Mira cleared her throat, her fingers playing over his exposed gills for a second before rasping, “Is this okay?”
It was mouthwatering. Arges wanted to turn his head, to use his other senses to find out where that delicate scent was coming from. He wanted to split her strange tails, to see if she was built the same as his kind or if she was something different. He wanted her to run her fingers through his gills again, the way she had before in that cave where he hadn’t been so afraid that someone would find her.
Every color in his body burst into light, lighting up the surrounding water with a bright glow. And he wasn’t even ashamed about it. He refused to think too much about how all of his gills flared and then fluttered. No voice interrupted his thoughts to tell him that fluttering for a creature like her was a direct insult to the gods of his kind.
None of it mattered. The only thing that mattered at all was the feeling of her fingers brushing through his hair, and the taste of her on his tongue.

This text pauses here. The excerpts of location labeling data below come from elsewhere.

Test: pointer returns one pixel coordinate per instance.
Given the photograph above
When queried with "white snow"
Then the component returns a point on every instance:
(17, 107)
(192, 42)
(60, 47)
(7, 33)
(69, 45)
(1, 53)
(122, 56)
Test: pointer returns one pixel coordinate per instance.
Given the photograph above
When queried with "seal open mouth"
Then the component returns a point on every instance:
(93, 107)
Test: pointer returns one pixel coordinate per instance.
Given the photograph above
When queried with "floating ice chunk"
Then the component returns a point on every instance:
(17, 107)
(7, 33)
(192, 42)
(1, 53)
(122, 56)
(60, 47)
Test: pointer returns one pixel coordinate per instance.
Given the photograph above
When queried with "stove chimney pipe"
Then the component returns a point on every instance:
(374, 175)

“I’ll take that as a yes.”
He couldn’t trust himself to speak. He’d say something foolish, like beg her to give him permission to discover more about her body. To see beyond the silver suit that covered her from head to toe. He wanted to know what that little hollow on her belly was, or what was between the split of her twin tails.

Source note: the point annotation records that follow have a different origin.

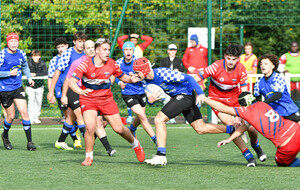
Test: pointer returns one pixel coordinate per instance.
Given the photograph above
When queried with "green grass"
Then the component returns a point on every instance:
(194, 162)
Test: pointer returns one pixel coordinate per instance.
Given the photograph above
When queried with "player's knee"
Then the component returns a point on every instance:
(158, 120)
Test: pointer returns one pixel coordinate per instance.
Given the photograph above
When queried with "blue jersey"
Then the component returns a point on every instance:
(9, 62)
(285, 105)
(130, 88)
(67, 58)
(174, 83)
(51, 70)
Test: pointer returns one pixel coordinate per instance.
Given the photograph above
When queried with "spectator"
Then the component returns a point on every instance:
(195, 57)
(35, 94)
(140, 48)
(250, 61)
(172, 61)
(61, 45)
(289, 63)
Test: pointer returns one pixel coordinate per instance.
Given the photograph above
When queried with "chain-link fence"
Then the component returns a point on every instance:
(270, 25)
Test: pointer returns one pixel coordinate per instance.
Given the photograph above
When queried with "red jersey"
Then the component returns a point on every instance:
(268, 122)
(97, 78)
(195, 57)
(222, 83)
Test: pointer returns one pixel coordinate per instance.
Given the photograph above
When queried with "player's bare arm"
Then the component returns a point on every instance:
(236, 134)
(64, 98)
(50, 95)
(73, 85)
(219, 106)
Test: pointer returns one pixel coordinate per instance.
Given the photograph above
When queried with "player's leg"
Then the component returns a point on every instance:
(129, 118)
(22, 107)
(227, 120)
(73, 103)
(101, 133)
(10, 115)
(141, 114)
(117, 125)
(31, 109)
(90, 119)
(255, 142)
(67, 127)
(39, 99)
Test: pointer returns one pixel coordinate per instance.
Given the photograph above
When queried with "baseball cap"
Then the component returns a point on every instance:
(172, 47)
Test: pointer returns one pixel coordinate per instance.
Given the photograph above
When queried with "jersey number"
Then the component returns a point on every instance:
(272, 115)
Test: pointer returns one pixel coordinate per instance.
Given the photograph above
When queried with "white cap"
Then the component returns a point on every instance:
(172, 46)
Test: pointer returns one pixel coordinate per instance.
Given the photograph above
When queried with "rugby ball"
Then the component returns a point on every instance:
(153, 88)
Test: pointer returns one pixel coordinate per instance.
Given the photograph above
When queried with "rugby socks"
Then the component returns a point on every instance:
(89, 154)
(230, 129)
(27, 129)
(247, 154)
(295, 163)
(154, 139)
(65, 131)
(255, 145)
(161, 151)
(81, 129)
(105, 143)
(134, 144)
(73, 132)
(132, 128)
(6, 128)
(129, 111)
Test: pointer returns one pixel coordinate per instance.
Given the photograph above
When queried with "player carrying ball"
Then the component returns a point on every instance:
(95, 95)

There was so much about her that he didn’t know. So much that he wanted to discover.
Instead, he let out a little hum and heard her gasp. Perhaps the sound had vibrated the water between her thighs, and it was something he stored away for later. Because that taste bloomed even more before she cleared her throat.
“I’m going to start healing you. If that’s all right?” she asked again, her voice a little deeper than before.
Nodding, he lifted his arms to frame her hips, dragging her a little closer. She could do whatever she wanted if he could stay right here for a little while longer.